Open matthew-dean opened 1 year ago
I had a look through the code, and AFAICT, IGNORE_AMBIGUITIES
is never checked before building an ambiguity error? I think this is subverting Chevrotain's default behavior, which is that even if two alternatives match entirely (or their lookaheads do), the first one can be chosen and the warning is suppressed.
You're right, we currently don't check the flag. Note that an ambiguity in this package hints at a very serious grammar flaw and should not be disregarded. Compared to the LL(k) lookahead, an ambiguity in ALL(*) leads to very serious performance degradation, as the algorithm doesn't stop until it is absolutely sure it's ambiguous. Likely what you're experiencing in https://github.com/langium/chevrotain-allstar/issues/5.
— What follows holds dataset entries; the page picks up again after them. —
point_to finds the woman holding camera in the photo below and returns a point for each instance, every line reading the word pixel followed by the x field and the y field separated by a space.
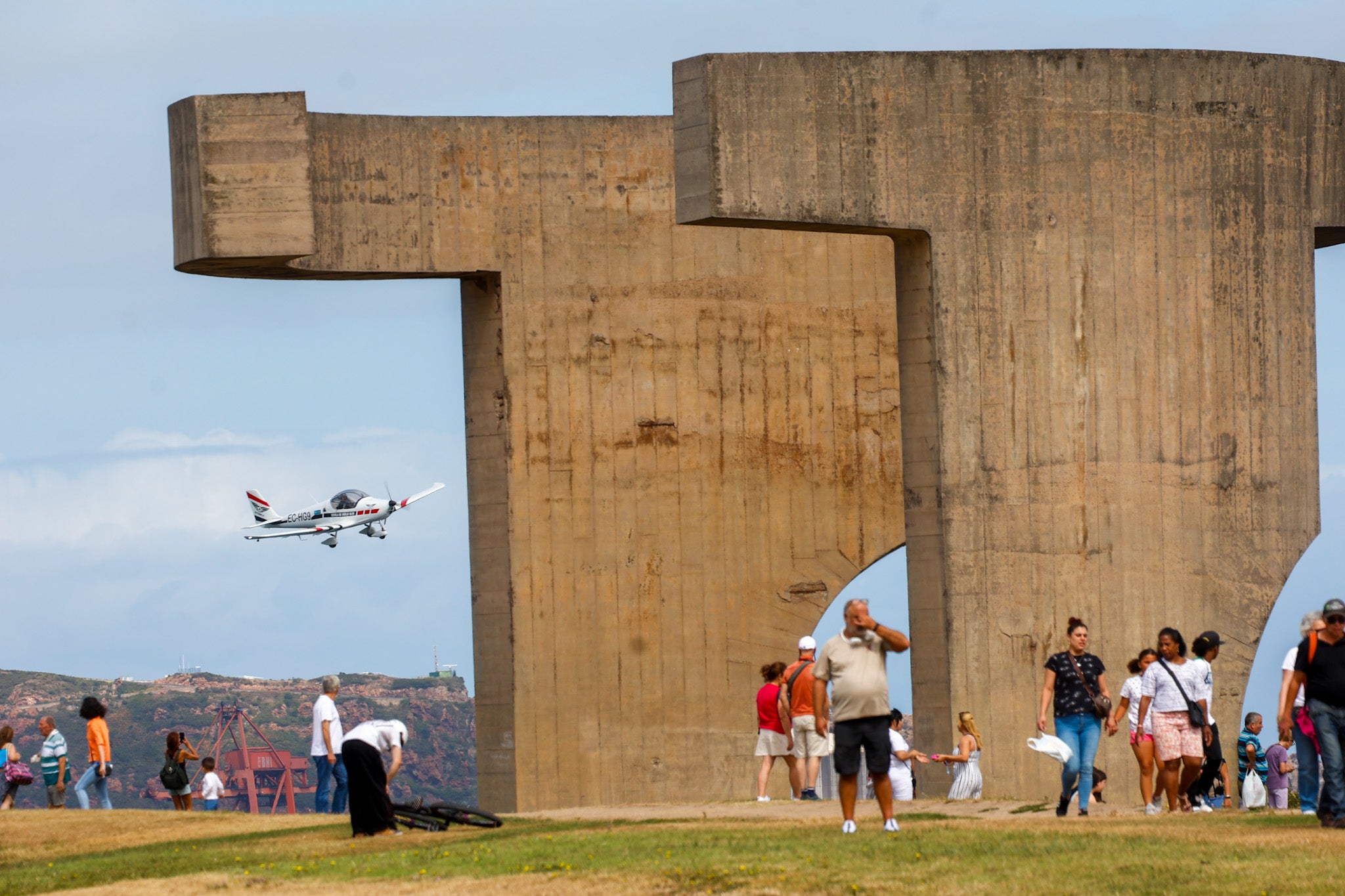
pixel 181 753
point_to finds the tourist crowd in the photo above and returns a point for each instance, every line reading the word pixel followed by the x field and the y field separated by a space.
pixel 349 765
pixel 1165 704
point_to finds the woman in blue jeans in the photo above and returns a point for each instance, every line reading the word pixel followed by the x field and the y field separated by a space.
pixel 1074 677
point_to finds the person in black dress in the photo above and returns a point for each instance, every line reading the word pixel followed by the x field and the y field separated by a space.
pixel 362 752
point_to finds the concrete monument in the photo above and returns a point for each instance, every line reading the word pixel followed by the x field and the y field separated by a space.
pixel 682 442
pixel 1105 292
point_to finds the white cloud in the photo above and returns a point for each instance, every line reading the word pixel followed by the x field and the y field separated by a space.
pixel 139 440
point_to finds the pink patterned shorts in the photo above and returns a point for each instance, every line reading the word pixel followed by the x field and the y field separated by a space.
pixel 1174 736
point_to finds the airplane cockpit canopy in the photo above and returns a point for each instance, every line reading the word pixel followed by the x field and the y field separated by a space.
pixel 347 500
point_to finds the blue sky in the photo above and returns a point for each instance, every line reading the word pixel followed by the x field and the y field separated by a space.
pixel 139 403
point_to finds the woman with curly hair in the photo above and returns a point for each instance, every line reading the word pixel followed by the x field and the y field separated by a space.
pixel 100 754
pixel 775 738
pixel 1179 744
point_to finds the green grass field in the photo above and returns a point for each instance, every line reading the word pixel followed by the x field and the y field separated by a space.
pixel 1227 853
You can override the print behavior anyway with the constructor options of the strategy.
@msujew You're right. I get degraded performance when ambiguities exist. I assume that gates are applied before checking for ambiguities?
I assume that gates are applied before checking for ambiguities?
Yes, similar to the default LL(k) behavior in Chevrotain, gates are checked beforehand. In ANTLR4, gates are checked on demand, but that also leads to performance issues in ambiguous grammars - just different ones. While chevrotain-allstar struggles if the gates are expensive, ANTLR4's strategy struggles in case of long prefixes (that could be resolved by performing the gate check beforehand).
An adaptive gate evaluation mode (i.e. try lazy until encountering a long prefix - then switch to eager evaluation) would be quite interesting to investigate. Unfortunately nothing I have time for in the foreseeable future :(
@msujew Is there a way to tell chevrotain-allstar
to ignore a certain path when testing for ambiguity?
Note that an ambiguity in this package hints at a very serious grammar flaw and should not be disregarded.
I don't necessarily disagree, but CSS's grammar is defined with ambiguities, and CSS is not a niche grammar.
To explain: in CSS, there are a number of places in the definition where it specifies a specific token pattern, but it has a "fallback" definition. For instance, for a media query, it allows a parenthetical like (min-width: 640px)
, or a "range" like (width > 640px)
OR what it calls "general enclosed" which is ([any sequence of tokens])
. Obviously, any sequence is inherently ambiguous and can match the other two patterns. CSS is intentionally ambiguous in lots of places, because the intention is that it's up to a user agent to interpret what that sequence of tokens may mean, if anything. So, there are increasingly places in CSS grammar where it basically says to "try and restart". I know Chevrotain by default doesn't handle this very well, but I'm wondering if this package may help.
So, in my case, I want it to determine if it's a declaration or a range, but only if it fully matches. Otherwise, it should just parse as a general sequence of tokens. Can you think about the best way to approach this?
I tried something like the following, because I naively thought that perhaps if I only passed on alternation into the lookahead function at a time, that would be the only one "tested".
orInternal<T>(
altsOrOpts: Array<IOrAlt<any>> | OrMethodOpts<unknown>,
occurrence: number
): T {
let alts: Array<IOrAlt<any>>
let laKey = this.getKeyForAutomaticLookahead(OR_IDX, occurrence)
let optionalAlt = false
if (isArray(altsOrOpts)) {
alts = altsOrOpts
} else {
alts = altsOrOpts.DEF
if (altsOrOpts.IGNORE_AMBIGUITIES) {
optionalAlt = true
}
}
let laFunc = this.getLaFuncFromCache(laKey)
let altIdxToTake: any
if (optionalAlt) {
let altLength = alts.length
for (let i = 0; i < altLength; i++) {
let alt = alts[i]!
/** Try a single alt at a time */
let pass = laFunc.call(this, [alt])
if (pass !== undefined) {
altIdxToTake = i
break
}
}
} else {
altIdxToTake = laFunc.call(this, alts)
}
if (altIdxToTake !== undefined) {
const chosenAlternative: any = alts[altIdxToTake]
return chosenAlternative.ALT.call(this)
}
this.raiseNoAltException(
occurrence,
(altsOrOpts as OrMethodOpts<unknown>).ERR_MSG
)
}
Unfortunately, I discovered that the lookahead functions are pre-cached for each alternation set, so this didn't work. 🤔
Correct me if I'm wrong, but I would think that this algorithm would be tolerant with ambiguities in OR expressions. To be fair, this lookahead strategy eliminates most ambiguity warnings, but sometimes, some persist, and
IGNORE_AMBIGUITIES
has no effect. Is there a workaround?